Bien avant le processus de découpage, il était établi que notre village fût désigné comme chef-lieu de commune. Mais, à notre grande surprise, l’administration a choisi Niagadina. Toute chose qui est inadmissible et incompréhensible et qui heurte la conscience de tout digne fils de notre village. Nous ne pouvons pas reconnaitre Niagadina comme chef-lieu de commune pour la simple raison que c’est avec notre autorisation et notre bénédiction que ce village a été créé. Cela est connu de tout le monde. D’ailleurs, ce sont les populations de Dangassa qui ont donné le nom “Niagadina” qui signifie on vous a à l’œil” rappelle le conseiller du chef de village. A l’en croire, cela a été une erreur monumentale de l’administration de ne pas tenir compte de l’historique et des réalités sociales et culturelles de la zone, avant de procéder au découpage administratif.

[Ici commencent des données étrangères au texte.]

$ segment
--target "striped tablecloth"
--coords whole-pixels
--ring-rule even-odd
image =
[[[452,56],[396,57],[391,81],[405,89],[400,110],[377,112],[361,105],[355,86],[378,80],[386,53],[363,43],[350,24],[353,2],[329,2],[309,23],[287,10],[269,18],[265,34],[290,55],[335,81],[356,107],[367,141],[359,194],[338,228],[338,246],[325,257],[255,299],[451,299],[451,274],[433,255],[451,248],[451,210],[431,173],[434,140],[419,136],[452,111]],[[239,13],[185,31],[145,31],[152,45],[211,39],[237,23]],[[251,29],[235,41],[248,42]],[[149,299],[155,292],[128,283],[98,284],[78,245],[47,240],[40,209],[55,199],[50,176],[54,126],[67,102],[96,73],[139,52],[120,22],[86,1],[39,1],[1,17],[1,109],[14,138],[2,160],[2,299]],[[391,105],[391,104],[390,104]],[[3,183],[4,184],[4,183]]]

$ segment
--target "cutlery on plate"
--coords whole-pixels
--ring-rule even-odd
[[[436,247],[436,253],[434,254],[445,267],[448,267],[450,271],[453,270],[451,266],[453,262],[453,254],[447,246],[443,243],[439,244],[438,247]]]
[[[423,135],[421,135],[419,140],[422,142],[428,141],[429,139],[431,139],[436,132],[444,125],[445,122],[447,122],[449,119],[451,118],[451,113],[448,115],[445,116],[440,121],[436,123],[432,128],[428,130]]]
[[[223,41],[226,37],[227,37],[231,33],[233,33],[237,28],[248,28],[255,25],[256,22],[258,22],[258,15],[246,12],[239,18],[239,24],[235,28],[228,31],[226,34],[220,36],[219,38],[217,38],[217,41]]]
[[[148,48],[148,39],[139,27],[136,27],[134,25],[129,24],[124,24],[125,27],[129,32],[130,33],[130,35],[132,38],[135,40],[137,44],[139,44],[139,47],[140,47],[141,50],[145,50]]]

Pour le chef de village de Dangassa, Lassina Camara, sa localité répond parfaitement à tous les critères exigés afin qu’elle soit érigée en commune. “Nous avons une population de plus de 11 000 habitants, un centre de santé communautaire, une grande école, un marché et le soutien de beaucoup de villages environnants.

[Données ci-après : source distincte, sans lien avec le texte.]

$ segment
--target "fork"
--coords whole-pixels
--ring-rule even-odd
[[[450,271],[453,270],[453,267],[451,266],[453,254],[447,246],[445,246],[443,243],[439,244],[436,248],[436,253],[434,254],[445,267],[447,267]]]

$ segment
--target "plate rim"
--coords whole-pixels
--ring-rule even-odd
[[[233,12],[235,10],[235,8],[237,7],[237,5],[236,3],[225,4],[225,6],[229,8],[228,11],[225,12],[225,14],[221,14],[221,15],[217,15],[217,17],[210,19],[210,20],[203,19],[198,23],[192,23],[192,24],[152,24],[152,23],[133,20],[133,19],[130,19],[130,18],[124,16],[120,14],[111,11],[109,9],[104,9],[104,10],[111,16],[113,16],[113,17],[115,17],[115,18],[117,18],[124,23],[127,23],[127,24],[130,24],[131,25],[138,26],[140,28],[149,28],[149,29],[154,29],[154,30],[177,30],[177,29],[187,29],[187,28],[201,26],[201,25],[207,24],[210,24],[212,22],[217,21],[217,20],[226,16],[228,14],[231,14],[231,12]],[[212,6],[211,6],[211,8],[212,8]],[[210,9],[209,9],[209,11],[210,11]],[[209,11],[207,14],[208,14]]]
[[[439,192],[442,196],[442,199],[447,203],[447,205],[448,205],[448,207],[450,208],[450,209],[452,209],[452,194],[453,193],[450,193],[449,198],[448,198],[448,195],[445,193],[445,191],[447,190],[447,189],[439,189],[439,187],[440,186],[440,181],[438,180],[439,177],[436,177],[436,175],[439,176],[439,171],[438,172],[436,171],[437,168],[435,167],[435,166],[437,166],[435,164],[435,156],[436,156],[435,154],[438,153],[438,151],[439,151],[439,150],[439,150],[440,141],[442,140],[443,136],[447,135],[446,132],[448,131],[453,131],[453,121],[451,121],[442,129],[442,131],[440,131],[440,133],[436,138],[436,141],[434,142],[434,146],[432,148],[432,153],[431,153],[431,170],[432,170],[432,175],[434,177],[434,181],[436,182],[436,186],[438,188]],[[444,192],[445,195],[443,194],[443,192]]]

Ce n’est pas tout, en érigeant Dangassa en commune, cela peut booster l’économie de la localité sur le plan culturel, d’autant plus que le village, qui a plus de 800 siècles d’existence, est connu comme le berceau de tous les Camara qui se trouvent aujourd’hui dans le monde” a soutenu le chef de village.

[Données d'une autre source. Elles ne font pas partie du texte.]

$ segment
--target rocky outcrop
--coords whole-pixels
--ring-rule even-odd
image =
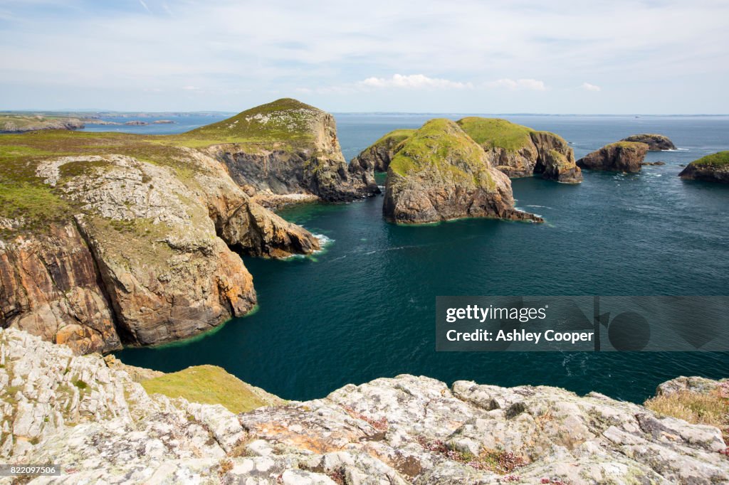
[[[631,135],[627,138],[623,138],[620,141],[633,141],[636,143],[645,143],[648,146],[649,151],[660,151],[661,150],[675,150],[676,145],[674,145],[668,137],[656,133],[642,133],[641,135]]]
[[[403,128],[386,133],[352,159],[349,162],[350,170],[362,173],[386,172],[400,144],[414,133],[415,130]]]
[[[235,415],[12,329],[0,363],[0,458],[63,483],[729,483],[719,429],[595,393],[402,375]]]
[[[590,170],[637,173],[647,151],[645,143],[618,141],[580,159],[577,165]]]
[[[45,118],[42,116],[0,116],[0,133],[24,133],[43,130],[80,130],[84,122],[77,118]]]
[[[195,335],[256,303],[230,247],[285,257],[316,238],[250,200],[214,159],[179,149],[169,167],[127,155],[39,162],[36,175],[74,212],[0,240],[0,326],[66,343],[77,353]]]
[[[349,172],[329,113],[292,99],[252,108],[185,134],[195,138],[240,140],[208,152],[241,186],[273,195],[311,194],[329,202],[375,193]]]
[[[582,180],[572,149],[558,135],[496,118],[469,117],[458,124],[483,147],[491,163],[510,177],[541,175],[565,184]]]
[[[720,151],[694,160],[681,170],[679,176],[684,180],[729,184],[729,151]]]
[[[448,119],[431,119],[403,142],[387,170],[386,217],[424,223],[460,217],[541,221],[514,208],[511,182],[483,149]]]

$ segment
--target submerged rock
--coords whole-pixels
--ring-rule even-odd
[[[729,151],[720,151],[694,160],[679,176],[684,180],[729,184]]]
[[[296,100],[252,108],[182,136],[211,141],[208,152],[227,167],[233,180],[262,192],[311,194],[341,202],[377,189],[350,173],[334,117]]]
[[[623,138],[620,141],[634,141],[645,143],[648,146],[649,151],[660,151],[661,150],[675,150],[676,145],[674,145],[668,137],[656,133],[642,133],[641,135],[631,135],[627,138]]]
[[[497,118],[469,117],[458,124],[483,147],[491,164],[510,177],[540,174],[566,184],[582,181],[572,149],[558,135]]]
[[[460,217],[541,221],[514,208],[511,182],[458,125],[431,119],[404,142],[387,170],[386,217],[424,223]]]
[[[236,415],[12,329],[0,363],[0,458],[64,483],[729,483],[718,428],[596,393],[400,375]]]
[[[577,165],[590,170],[637,173],[647,151],[645,143],[618,141],[580,159]]]

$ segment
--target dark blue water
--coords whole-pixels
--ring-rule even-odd
[[[351,158],[384,133],[429,117],[338,116],[343,149]],[[728,354],[434,351],[437,295],[723,295],[729,288],[729,187],[677,176],[682,164],[729,149],[729,118],[504,117],[562,135],[578,157],[644,132],[687,149],[649,154],[667,165],[637,175],[585,172],[579,186],[513,181],[518,205],[543,216],[541,225],[396,226],[382,220],[381,197],[287,208],[284,217],[333,242],[309,258],[246,258],[257,312],[192,342],[119,356],[168,371],[216,364],[297,400],[409,373],[640,402],[679,375],[729,376]]]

Pas d’état civil, pas d’élection communale depuis 20 ans
Ainsi, au cours de cette assemblée générale, le directeur de l’école de Dangassa, Moriba Camara, a regretté qu’avec le boycott du processus de découpage administratif par le village, plus de 90 % des enfants de Dangassa n’ont pas un acte administratif. “Nous avions des élèves qui, de la première année jusqu’en 9ème année, n’ont pas d’acte de naissance parce que les parents, en ne reconnaissant l’autorité de Niagadina, refusent de s’y rendre pour établir des actes de naissance pour leurs enfants”, a soutenu le Directeur. Idem aussi pour les mariages civils. En plus, selon lui, depuis l’avènement du découpage administratif, aucun bulletin n’a été mis dans l’urne dans le village lors des élections communales et aucun maire ou conseiller de Niagadina ne peut s’y aventurer.“J’ai été toujours président du centre de vote. Pour les élections présidentielles et législatives nous enregistrons un fort taux de participation, mais s’agissant des communales, le constat est tout autre car de l’ouverture des bureaux de vote à 8 heures, à la fermeture à 18 h, sur une population de plus de 11 000 habitants, on ne trouve même pas un seul votant. Cette situation existe depuis environ 20 ans” a révélé le directeur d’école.
Continuer le combat
En tout cas, pour les fils de Dangassa, pas question qu’ils renoncent à leur combat d’érection de leur village en commune. “Si les autorités ne corrigent pas leur erreur, nous allons continuer à boycotter le processus de découpage le temps qu’il faudra. Et cela n’est pas notre souhait car nous sommes des citoyens et nous voulons participer au processus de décentralisation. Et nous croyons que, cette fois-ci, les autorités entendrons nos cris de cœur pour le bien-être des populations et surtout des enfants qui sont aujourd’hui sans papiers d’identité” a fait savoir Karim Camara, un ressortissant de Dangassa résidant à Bamako. Selon lui, suite à cette affaire, leur association a saisi tout ce que la République a comme institution. “Nous avons saisi le président de la République, le Premier ministre, le président de l’Assemblée nationale…D’ailleurs une forte délégation de l’Assemblée nationale a séjourné ici, sans pourtant arriver à convaincre nos parents de changer d’avis” a fait savoir M. Camara.
En tout cas, les représentants des jeunes, des femmes, des villages environnants, ont tour à tour, au cours de cette assemblée générale, réitéré tout leur soutien et accompagnement au chef de village et aux ressortissants de Dangassa à Bamako à poursuivre le combat, jusqu’au jour où leur village sera remis dans ses droits à travers son érection en commune.